The N.C. Department of Public Instruction launched a probe into Quality Education Academy in January of 2010, after three Serbian students wrote a panicked letter to June Atkinson begging the head of North Carolina’s public schools for help.
“We are here in Winston Salem now and we have big problems!!!,” read the email in imperfect English and obtained by N.C. Policy Watch through a public records request. “Please we need to speak with somebody we need a help as soon as possible.”
Staff at the N.C. Department of Public Instruction soon discovered the Eastern European trio arrived in the United States on what they were told was a scholarship to play basketball at Quality Education Academy, a public charter school that’s sent more than a dozen players to play at Division I schools since 2008. The trio was also told they would be demoted to juniors, instead of seniors and needed to pay Isaac Pitts Jr., the school’s basketball coach, $4,000 a piece to play, according to DPI records.
Simon Johnson, Quality Education Academy’s chief executive officer also said he knew nothing about an agreement that Pitts, the basketball coach, had with a Serbian athletic placement company that brought students to the United States to train in exchange for a fee.
Johnson and Pitts enclosed a note they said was from the three Serbian students, this time with their responses in near-perfect English—a dramatic departure from the rudimentary English used in emails directed to Atkinson.
“We appreciate the opportunity to speak with you about our concerns about our academic performance at QEA,” the three wrote in a letter provided to DPI by Johnson. “Now that we have spoken we feel that our concerns have been taken care of and we are happy to continue our education here.”
Jackie Jenkins, a now-retired DPI consultant, continued to make visits to the school to see if the school’s unusual basketball program was inappropriately using taxpayer money.

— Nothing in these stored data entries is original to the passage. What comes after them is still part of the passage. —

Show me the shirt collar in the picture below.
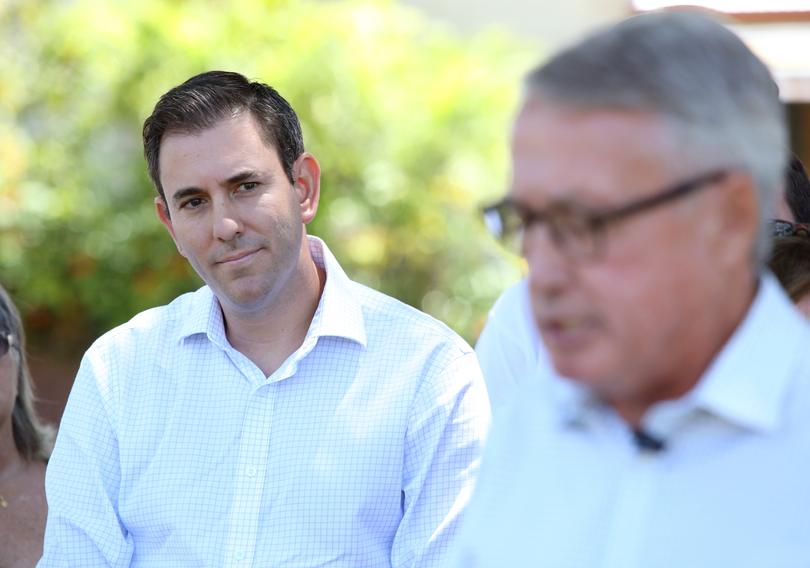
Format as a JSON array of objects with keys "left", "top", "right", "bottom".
[
  {"left": 176, "top": 286, "right": 225, "bottom": 346},
  {"left": 548, "top": 373, "right": 601, "bottom": 428},
  {"left": 549, "top": 272, "right": 810, "bottom": 434},
  {"left": 175, "top": 236, "right": 367, "bottom": 348},
  {"left": 691, "top": 272, "right": 809, "bottom": 433},
  {"left": 306, "top": 236, "right": 367, "bottom": 347}
]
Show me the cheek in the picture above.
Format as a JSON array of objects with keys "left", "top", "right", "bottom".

In a series of visits she made to the school in 2010 and 2011, she found that QEA had enrolled up to 20 international and out-of-state students.
“Based upon records reviewed, it appears QEA is operating a basketball recruiting and training service as adjunct to its basic academic mission,” Jenkins wrote in a Feb. 2011 memorandum. She added, “This service recruits national and internationally- partly or mainly through the service of Next Skill Development Services.”
Records at the N.C. Secretary of State show that Next Skill Development Youth Services is a non-profit organization started by Pitts in 2006, but has since lost its tax-exempt status for failing to file required tax forms. Pitts, who declined to speak with N.C. Policy Watch, was convicted in 2000 of common-law robbery and spent more than a year in prison, according to records kept by the N.C. Department of Public Safety.
Federal rules don’t allow foreign exchange students to attend American public schools without repaying for their cost of education, according to the U.S. State Department. In subsequent visits to the school that DPI consultants made, they found that many of the foreign basketball players had immigration forms where Pitts was listed as the guardian and indications that the school was paying for the education.
“These (11) students were from many countries but most in Eastern Europe or African countries,” Jenkins wrote in an April 28, 2010 memorandum. “The school information indicated that students paid zero for their education and the funds from the school was listed at $11,024 for each students (sic) and scholarships from Carver Road Church of Christ in the amount of $3,000.”
Jenkins went on to recommend that the school “be placed on Governance Warning Status as the concerns are so critical to following law and policy.”
She also encountered resistance at visits. During a December 3, 2010, site visit, Jenkins waited for three hours to see QEA documents, despite the requirement that charter schools make documents available to DPI staff upon request.
In another visit to the school in February 2011. Ozella Wiggins, from DPI’s financial and business services said she “feared for her safety,” according to the DPI report from that site visit. In that same visit, Jenkins said Johnson, the QEA principal, grabbed student files out of her hands, according to the report she wrote up about the incident.
In an interview, Johnson said he felt many of the issues stemmed from a difference of opinions and personalities. Jenkins declined an interview for this article.
The problems culminated in an April 1, 2011 that one of the education department’s top officials sent to school staff, demanding explanations for why basketball players were listed on state accounting system, and why the school had basketball players from places like Maryland, Michigan and elsewhere listed on their website that weren’t enrolled in the school.
QEA responded quickly that the school was charging tuition to these players, and that the school had a right to bring in out-of-state students, even if the students weren’t living with parents in the area.
But DPI never sent a response back to the school.
Instead, the N.C. State Board of Education granted Johnson and his wife permission in March 2012 to open up another charter school, the College Preparatory and Leadership Academy of High Point.